Your Opinion: Thoughts on education -- Part 2

Dear Editor:

The ascendancy of minorities in the sixties fostered the claim that the traditional liberal arts are culturally biased; thus grades and testing came under attack, because these measured, at the very least, middle class culture.

At the same time what can be called levelers urged change, not only in schools but in unions and corporations as well. Minorities and women urged change in all kinds of restrictive policies.

Ultimately, open enrollment, which reduced standards, the dumbing down of education, as some called it, came into being in universities and colleges as well as in high schools. The upshot was burgeoning enrollments in vocational programs, especially in community colleges.

The now famous New York City teachers strike of 1968 was ignited over who should exercise control within the academy: should it be parents or professionals?

Parents won.

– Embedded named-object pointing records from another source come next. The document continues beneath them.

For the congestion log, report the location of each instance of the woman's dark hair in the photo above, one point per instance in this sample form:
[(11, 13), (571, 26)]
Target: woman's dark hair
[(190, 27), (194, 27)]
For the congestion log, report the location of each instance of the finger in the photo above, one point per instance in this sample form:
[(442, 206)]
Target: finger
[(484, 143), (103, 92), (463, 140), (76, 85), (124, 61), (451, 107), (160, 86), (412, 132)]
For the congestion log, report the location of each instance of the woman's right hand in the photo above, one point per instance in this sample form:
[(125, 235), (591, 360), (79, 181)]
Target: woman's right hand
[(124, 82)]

The elite New York City College avoided this issue of open enrollment by creating new campuses; it was these that welcomed open enrollment, but not the elite College itself, which remained unsullied by the new measure. Thus was met the letter of the law, but not the spirit.

Current decline in U.S. manufacturing is sometimes seen to be a result of a more competitive, international environment; others see this decline to be caused by technological advances which have made unnecessary the numbers of workers previously required; and, just as was true in the seventies, still others view this decline to be caused by growing ineffectiveness of schools.

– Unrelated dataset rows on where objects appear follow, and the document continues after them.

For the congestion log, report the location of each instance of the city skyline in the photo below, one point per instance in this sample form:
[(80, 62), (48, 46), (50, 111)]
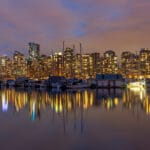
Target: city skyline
[(120, 26)]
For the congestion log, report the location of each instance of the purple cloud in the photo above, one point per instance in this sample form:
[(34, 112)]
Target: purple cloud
[(98, 24)]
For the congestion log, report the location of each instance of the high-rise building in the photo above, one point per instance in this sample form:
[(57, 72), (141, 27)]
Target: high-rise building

And so, by adopting reactions to the vicissitudes confronting education during the past 60 years, we in Jefferson City appear poised to retreat from traditional education.

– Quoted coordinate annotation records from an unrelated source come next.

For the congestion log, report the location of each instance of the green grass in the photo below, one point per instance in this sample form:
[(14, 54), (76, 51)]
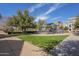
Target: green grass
[(46, 42)]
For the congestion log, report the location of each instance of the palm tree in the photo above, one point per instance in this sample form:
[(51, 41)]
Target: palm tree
[(22, 20)]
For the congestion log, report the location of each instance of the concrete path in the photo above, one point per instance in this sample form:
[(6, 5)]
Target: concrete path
[(13, 46), (69, 47)]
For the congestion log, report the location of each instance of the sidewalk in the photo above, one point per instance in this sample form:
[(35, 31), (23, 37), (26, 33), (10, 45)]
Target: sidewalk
[(13, 46), (69, 47)]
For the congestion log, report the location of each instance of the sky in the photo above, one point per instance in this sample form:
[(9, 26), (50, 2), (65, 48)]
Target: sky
[(50, 12)]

After all, what does it matter how poets or artists have seen and interpreted the world around us, in a way we had never considered?

Who cares that in Hans Holbein the Younger's painting, The Ambassadors, a skull, distorted beyond recognition when viewed frontally, can only clearly be seen when viewed from the right of the painting.

The lesson to be learned from this piece of art: what we see depends on our perspective. But who cares about such lessons?

Again, who cares what were the weighty questions which the framers of our Constitution debated before they reduced the document to its written form? These may provide insight into the meaning of some matter in our Constitution; but who cares? We can interpret it ourselves.